Lever le soupçon
Lever le soupçon
Même si l'affaire Clearstream n'a pas encore livré tous ses secrets, le constat ne fait désormais plus de doute : il s'agit d'un scandale d'Etat. Autrement dit, selon la définition du Petit Robert, "d'une grave affaire qui émeut l'opinion publique à la fois par son caractère immoral et par la personnalité des gens qui y sont compromis". Ce scandale exige de Dominique de Villepin qu'il aille jusqu'au bout de son souhait affiché que "toute la lumière soit faite".
Certes, le premier ministre n'est pas le seul responsable, au sommet de l'Etat, mis en cause par le général Philippe Rondot, lors de sa déposition, le 28 mars, devant les juges d'instruction chargés de l'affaire. Selon l'ancien conseiller du ministre de la défense pour les questions de renseignement, c'est en effet en invoquant des "instructions" du chef de l'Etat que M. de Villepin lui aurait commandé, en janvier 2004, une enquête confidentielle sur des soupçons de corruption, visant notamment Nicolas Sarkozy.
Malgré les dénégations de l'Elysée, cette confession recueillie par les magistrats vient donc renforcer le sentiment de discrédit et d'impuissance qui marque les derniers mois du deuxième mandat Chirac. Qui ne comprend le danger que représentent pour la démocratie des soupçons aussi graves, de nature à jeter le doute sur l'action publique et l'opprobre sur ses principaux responsables ? A ne pas les lever rapidement et clairement, le premier ministre et le président de la République prendraient le risque d'alimenter un climat politique délétère, propice à tous les populismes ou extrémismes.
Mais, pour l'heure, c'est sur Dominique de Villepin que pèsent les présomptions les plus nombreuses d'une possible utilisation de l'un des services de l'Etat en vue d'une manipulation, voire d'un règlement de comptes politique. Ses déclarations successives, embarrassées, souvent approximatives, parfois même contraires à certains faits établis, n'ont rien fait pour dissiper cette impression.

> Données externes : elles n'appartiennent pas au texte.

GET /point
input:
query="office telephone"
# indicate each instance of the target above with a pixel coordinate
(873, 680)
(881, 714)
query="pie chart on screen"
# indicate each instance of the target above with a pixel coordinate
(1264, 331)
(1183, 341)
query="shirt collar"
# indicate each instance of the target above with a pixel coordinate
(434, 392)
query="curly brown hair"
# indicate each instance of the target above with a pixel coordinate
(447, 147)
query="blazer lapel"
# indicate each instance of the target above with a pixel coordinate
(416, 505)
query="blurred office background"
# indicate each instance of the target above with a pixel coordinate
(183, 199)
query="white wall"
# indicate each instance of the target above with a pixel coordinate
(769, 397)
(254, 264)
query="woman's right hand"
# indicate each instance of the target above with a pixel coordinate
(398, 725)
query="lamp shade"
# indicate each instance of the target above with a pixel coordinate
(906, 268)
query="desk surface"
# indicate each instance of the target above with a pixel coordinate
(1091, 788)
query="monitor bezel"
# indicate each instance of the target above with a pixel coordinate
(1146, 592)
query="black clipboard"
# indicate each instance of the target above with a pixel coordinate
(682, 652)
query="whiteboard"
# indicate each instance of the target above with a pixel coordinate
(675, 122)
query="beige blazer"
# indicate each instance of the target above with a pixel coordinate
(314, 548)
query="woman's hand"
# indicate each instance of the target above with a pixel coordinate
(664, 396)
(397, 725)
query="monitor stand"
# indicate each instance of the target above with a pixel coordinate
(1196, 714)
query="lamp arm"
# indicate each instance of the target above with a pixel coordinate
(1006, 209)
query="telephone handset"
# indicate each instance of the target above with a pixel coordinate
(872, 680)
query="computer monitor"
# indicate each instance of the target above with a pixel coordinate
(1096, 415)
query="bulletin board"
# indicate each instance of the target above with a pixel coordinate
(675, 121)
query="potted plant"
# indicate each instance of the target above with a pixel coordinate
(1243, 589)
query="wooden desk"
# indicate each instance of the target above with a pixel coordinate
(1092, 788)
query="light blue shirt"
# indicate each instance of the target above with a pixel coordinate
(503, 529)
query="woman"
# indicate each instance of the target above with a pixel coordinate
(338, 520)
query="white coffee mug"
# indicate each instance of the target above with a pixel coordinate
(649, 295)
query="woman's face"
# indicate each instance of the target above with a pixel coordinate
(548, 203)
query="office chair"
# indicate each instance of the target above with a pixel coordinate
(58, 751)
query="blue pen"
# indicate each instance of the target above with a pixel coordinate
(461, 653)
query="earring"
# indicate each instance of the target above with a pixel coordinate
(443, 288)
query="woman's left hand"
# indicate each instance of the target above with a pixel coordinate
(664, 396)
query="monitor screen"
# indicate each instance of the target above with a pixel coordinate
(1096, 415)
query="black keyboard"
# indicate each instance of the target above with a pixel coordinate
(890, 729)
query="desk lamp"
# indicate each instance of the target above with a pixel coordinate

S'il veut prétendre continuer à diriger le gouvernement et à gérer les affaires de la France, s'il souhaite que la dignité de sa charge ne soit pas entachée, Dominique de Villepin doit se laver au plus vite des soupçons lourds qui pèsent sur lui.
Pour y parvenir, il n'y a guère qu'un seul moyen : manifester par un geste spectaculaire qu'il ne cherche pas à esquiver la justice ou à y faire entrave, mais qu'il souhaite, au contraire, que celle-ci établisse sa bonne foi. En clair, qu'il demande aux juges d'instruction de l'entendre, avant même que ceux-ci n'en manifestent l'intention. Compte tenu de la gravité des faits, c'est le choix inévitable auquel est confronté Dominique de Villepin : s'expliquer au plus vite devant les juges qui cherchent à établir la vérité, ou alors se démettre.